Two hours later, Lizzie was seated in a limousine with Cesare in silence. Her case was stowed, Archie was asleep on her knee and Cesare was working on his laptop. She was still thinking about that kiss, wondering what magic spark Cesare had that Andrew had so conspicuously lacked. Was it truly just a case of physical chemistry?
Frustration filled Lizzie to overflowing. There had been very few men in her life, very few kisses and she was still a virgin. Andrew had repulsed her, yet he was a young, attractive man and she had loved him. Naturally, she had assumed that she simply wasn’t a very sexual woman. But within seconds of Cesare kissing her, fireworks had gone off inside her in a rush of excitement unlike anything she had ever felt. And now, for the very first time in her life, she was studying a powerful masculine thigh and the distinctive bulge at the crotch and wondering what a man looked like naked. Colour washed in a veil to her hairline and she studied Archie instead, fondling a shaggy ear as the dog slept.
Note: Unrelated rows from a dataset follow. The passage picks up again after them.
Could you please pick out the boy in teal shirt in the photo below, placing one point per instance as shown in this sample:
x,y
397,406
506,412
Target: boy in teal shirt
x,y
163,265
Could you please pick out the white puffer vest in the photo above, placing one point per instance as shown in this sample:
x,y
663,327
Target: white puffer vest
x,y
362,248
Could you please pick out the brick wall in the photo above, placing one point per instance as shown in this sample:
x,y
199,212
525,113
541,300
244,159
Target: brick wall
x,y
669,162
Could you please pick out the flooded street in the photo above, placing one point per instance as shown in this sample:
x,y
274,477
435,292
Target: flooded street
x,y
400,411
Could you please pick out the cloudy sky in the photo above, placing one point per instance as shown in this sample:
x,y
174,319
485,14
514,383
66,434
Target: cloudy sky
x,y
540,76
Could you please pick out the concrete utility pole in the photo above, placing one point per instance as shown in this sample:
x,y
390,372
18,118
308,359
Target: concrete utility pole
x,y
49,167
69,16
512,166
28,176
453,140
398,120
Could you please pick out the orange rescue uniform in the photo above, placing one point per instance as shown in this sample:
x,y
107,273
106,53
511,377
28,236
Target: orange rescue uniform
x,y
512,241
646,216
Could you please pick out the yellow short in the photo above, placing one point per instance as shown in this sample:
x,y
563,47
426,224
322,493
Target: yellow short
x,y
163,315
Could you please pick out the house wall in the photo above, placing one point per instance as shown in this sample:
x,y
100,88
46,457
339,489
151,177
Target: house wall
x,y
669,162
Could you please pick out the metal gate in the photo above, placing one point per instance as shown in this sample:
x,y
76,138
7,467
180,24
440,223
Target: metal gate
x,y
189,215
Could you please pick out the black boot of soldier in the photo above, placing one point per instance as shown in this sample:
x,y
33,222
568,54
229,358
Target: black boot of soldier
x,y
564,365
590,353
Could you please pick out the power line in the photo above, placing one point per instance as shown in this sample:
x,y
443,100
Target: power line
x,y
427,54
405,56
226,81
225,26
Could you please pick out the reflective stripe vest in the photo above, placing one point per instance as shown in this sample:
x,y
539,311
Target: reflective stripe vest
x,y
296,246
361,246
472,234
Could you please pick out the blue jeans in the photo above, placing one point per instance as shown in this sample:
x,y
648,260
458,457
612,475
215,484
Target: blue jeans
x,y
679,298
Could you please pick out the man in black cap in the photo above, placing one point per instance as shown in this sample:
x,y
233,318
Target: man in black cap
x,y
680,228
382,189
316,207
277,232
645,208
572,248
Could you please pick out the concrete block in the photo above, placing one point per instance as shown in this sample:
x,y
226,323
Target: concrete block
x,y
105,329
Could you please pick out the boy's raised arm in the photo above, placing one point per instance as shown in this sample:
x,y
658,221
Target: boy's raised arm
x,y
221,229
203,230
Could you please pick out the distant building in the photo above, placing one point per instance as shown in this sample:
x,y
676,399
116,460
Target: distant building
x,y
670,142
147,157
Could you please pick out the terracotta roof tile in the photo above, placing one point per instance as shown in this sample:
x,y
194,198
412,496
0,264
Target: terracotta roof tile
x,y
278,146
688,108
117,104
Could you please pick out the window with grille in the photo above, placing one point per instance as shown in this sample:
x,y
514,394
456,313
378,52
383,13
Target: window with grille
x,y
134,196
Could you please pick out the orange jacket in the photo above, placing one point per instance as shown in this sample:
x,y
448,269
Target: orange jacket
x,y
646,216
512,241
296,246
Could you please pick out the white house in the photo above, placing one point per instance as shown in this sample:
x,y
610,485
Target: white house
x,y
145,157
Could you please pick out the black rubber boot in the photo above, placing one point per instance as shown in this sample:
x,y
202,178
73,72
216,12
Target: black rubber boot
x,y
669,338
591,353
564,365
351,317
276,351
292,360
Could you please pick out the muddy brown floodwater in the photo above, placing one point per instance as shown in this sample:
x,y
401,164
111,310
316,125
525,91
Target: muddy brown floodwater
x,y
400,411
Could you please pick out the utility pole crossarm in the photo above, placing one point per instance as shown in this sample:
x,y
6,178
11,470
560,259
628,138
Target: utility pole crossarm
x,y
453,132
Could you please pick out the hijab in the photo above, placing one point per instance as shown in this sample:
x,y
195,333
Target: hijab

It was sexual curiosity, that was all. Silly, immature, she labelled with growing embarrassment, but nothing to really worry about. After all, nothing was going to happen with Cesare. And as for that moment of panic in his arms? One kiss and she imagined she was about to tumble into an adolescent infatuation as easily as her mother had once done? No, she was much too sensible for that, she told herself soothingly. Cesare was gorgeous and well-off and arrogant and he probably slept around as such men reputedly did. He was not her type at all...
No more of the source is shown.